La Siria, se invitata, avrà in questo un successo diplomatico di prima grandezza, ma potrebbe non andare se non si parla anche di Golan. La Siria sarà comunque presente anche in absentia, infatti sta girando di nuovo il vecchio detto degli anni ’70: non c’è guerra [contro Israele] senza l’Egitto, non c’è pace senza la Siria. Il ministro degli esteri israeliano, Tzipi Livni, dice di augurarsi di vedere i siriani alla conferenza e, più in generale, raccomanda a tutti i paesi arabi di non essere più palestinesi dei palestinesi, curiosa espressione: quale paese arabo può accettare lezioni di ortodossia filopalestinese da un ministro israeliano?

Rapporto squilibrato
Delicatissimo il rapporto tra Israele e Stati Uniti. La forte intesa tra i due paesi poggia su un rapporto squilibrato, di dipendenza, e i grossi interessi americani non coincidono affatto con gli interessi israeliani, anche se li possono comprendere, temporaneamente. Questo Israele lo sa bene, e meglio degli americani. Da molti anni, una serie di segnali (dal caso Pollard, alla vendita di armi israeliane ai cinesi) ricordano ai vari governi di Israele che l’amico americano è, soprattutto, una superpotenza autoreferente. In Medio Oriente ci sono paesi ben più importanti di Israele, come l’Arabia Saudita, gli Emirati, lo stesso Egitto, paradossalmente anche l’Iran. E l’Iraq o meglio la ricerca di una via d’uscita in quella che è già chiamata la Guerra Lunga.

Israele va ad Annapolis con un corposo lavoro di preparazione. Da mesi, Livni va dicendo che non bisogna avere aspettative irrealistiche, che Israele lavora con Abu Mazen per una dichiarazione di principi – ovvero nulla di concreto o di immediato riguardo alla creazione di uno Stato palestinese unico e vitale. Affermazioni necessarie, mentre i razzi Qassam piovono sulla rabbia di Sderot, e Israele risponde sia a Gaza sia nel West Bank. Ma che riflettono anche la debolezza del governo Olmert. L’attesa per il rapporto finale della Commissione Winograd sulla guerra del Libano 2006 è ormai degna di Godot, Kadima sa che le prossime elezioni lo vedranno molto ridimensionato a favore del vecchio Likud e delle destre, Olmert ha 4 scandali finanziari sul capo. L’unica scelta è quindi cercare di tirare avanti alla meglio, in attesa del 2009 – e poi si vedrà.

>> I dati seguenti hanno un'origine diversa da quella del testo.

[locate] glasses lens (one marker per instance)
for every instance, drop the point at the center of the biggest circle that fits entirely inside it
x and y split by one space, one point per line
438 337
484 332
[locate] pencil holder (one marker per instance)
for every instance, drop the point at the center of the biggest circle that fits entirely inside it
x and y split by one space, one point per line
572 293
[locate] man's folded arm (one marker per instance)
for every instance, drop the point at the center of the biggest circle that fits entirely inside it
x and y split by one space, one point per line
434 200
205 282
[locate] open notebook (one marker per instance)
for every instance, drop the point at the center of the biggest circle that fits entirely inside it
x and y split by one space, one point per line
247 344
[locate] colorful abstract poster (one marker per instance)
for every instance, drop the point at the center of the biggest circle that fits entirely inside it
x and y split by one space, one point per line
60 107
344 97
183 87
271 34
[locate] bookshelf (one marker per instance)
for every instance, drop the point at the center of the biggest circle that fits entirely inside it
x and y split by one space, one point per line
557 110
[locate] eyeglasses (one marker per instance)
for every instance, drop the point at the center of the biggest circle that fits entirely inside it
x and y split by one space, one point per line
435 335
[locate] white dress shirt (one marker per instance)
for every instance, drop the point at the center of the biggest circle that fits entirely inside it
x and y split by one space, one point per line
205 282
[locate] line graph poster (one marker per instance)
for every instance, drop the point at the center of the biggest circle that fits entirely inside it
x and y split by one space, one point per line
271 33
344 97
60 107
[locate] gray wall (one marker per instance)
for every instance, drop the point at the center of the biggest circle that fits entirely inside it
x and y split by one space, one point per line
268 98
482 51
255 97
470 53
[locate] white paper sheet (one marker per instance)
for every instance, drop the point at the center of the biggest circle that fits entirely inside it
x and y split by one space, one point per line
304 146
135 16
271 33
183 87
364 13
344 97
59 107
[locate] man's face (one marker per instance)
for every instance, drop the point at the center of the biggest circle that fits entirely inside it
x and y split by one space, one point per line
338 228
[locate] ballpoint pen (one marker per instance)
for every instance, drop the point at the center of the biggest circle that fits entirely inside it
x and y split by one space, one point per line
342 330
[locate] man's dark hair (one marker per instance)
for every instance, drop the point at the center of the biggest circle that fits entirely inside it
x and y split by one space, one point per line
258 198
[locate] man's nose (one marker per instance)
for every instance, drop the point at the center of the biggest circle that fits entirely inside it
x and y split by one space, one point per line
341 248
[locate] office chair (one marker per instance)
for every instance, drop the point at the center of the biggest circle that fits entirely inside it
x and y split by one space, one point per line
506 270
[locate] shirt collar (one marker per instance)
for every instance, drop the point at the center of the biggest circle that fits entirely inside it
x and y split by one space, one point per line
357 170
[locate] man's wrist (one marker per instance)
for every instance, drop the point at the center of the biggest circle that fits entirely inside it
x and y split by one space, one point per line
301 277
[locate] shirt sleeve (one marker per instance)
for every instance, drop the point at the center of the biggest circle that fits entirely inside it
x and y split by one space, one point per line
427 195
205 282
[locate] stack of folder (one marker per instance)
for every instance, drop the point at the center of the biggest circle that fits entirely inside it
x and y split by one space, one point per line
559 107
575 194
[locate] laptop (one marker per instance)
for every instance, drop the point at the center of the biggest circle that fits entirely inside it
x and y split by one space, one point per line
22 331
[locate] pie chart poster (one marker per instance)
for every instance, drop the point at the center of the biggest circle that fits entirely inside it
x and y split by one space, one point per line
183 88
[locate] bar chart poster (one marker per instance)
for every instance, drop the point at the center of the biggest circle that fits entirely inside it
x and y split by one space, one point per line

Però ora il governo Olmert ha un ministro della Difesa competente, come indubbiamente è Ehud Barak. Ma questa buona notizia ha un risvolto meno rassicurante: le iniziative militari che Barak è in grado di progettare bene, e attuare efficacemente, possono non avere uguale valore politico.

Barak ha inoltre idee strategico-politiche di lungo periodo e di incerto esito, come quella di uno stato palestinese da costituire solo dopo che Israele avrà veramente sigillato i confini. Non con la barriera di separazione (sorpassabile da semplici Qassam) ma con una sorta di mini-scudo stellare, da rendere operativo in 3-5 anni.

Inoltre Barak, che è stato capo di stato maggiore, ma anche membro del Sayeret Matkal, ha portato a termine in settembre una complessa azione militare in Siria: una misteriosa missione di prelievo di campioni nucleari, da parte di commando israeliani, seguita dal bombardamento di un non precisato obiettivo, forse forniture nucleari provenienti dalla Corea del Nord. Barak, da settimane, parla anche di una grande operazione su Gaza, che però rinvia per ragioni politiche, come appunto la conferenza internazionale. Nel frattempo, si susseguono operazioni minori, di routine.

Così Israele si presenta ad Annapolis con una recuperata immagine di efficienza militare, di capacità di interventi precisi e mirati (distanti dagli errori spesso compiuti a Gaza), e soprattutto di alleato cui possono essere affidate missioni impossibili contro stati-canaglia. Fascicolo pesante che spera atterri anche sulla scrivania presidenziale post 2008.

La posizione di Abu Mazen
La road map è sepolta, il Quartetto è un fantasma, Blair pare lavori in grande riservatezza, le svariate visite del Segretario di Stato Rice a Israele e Autorità Palestinese hanno concluso davvero poco. Certo, l’Iraq ha un peso specifico enorme, ma la mancanza di applicazione dell’amministrazione Bush alla questione di Israele e Palestina è memorabile e non sarà certo Annapolis a cambiare le cose. L’obiettivo minimo ed evidente è quello di indebolire Hamas e rafforzare Abu Mazen, e il rilascio di prigionieri palestinesi detenuti da Israele è un sostegno.

Ma rafforzare Abu Mazen per cosa, esattamente? Egli non può firmare un accordo che sia inviso ai palestinesi, infatti quando parla di possibile accordo aggiunge subito la parola referendum. I palestinesi, assieme ai paesi arabi, vogliono innanzitutto uno Stato vitale e il ritiro di Israele ai confini ante-67, lasciando al vero negoziato una soluzione accettabile per Gerusalemme e la questione dei profughi.

L’agenda di Annapolis deve comprendere tutti i temi importanti, escluderne uno o più significa fallire prima ancora di sedersi. Ma ci sono questioni che, se anche tenute fuori, sono determinanti, essenziali. Israele tratta con Abu Mazen e Olp, che ha riconosciuto Israele, non con Hamas (anche se pare ci parli sottobanco, il che è segno di realismo). Ma molti palestinesi, non solo di Hamas ma anche del Fatah, sono assolutamente contrari al riconoscimento che Israele vuole, non solo dello Stato di Israele, ma del suo carattere ebraico. Per i palestinesi, questo equivale ad accettare che gli arabi cittadini di Israele, gli “altri” palestinesi, diventino stranieri in quello che è pur sempre il loro Stato, categoria diversa da quella dei cittadini ebrei, con conseguenze incalcolabili.

Quello di Annapolis è quindi un incontro di esito totalmente incerto, ma dalle posizioni che ogni parte, presente o assente, prenderà e dalle sfumature che sarà possibile intravedere, si comincerà a capire cosa accadrà a partire dal novembre che conta, quello del 2008. Rice ha detto che per gli americani il fallimento non è un’opzione. Ha detto bene, ma lo stesso pensano tutti i principali attori in scena, con priorità ed aspettative assolutamente divergenti.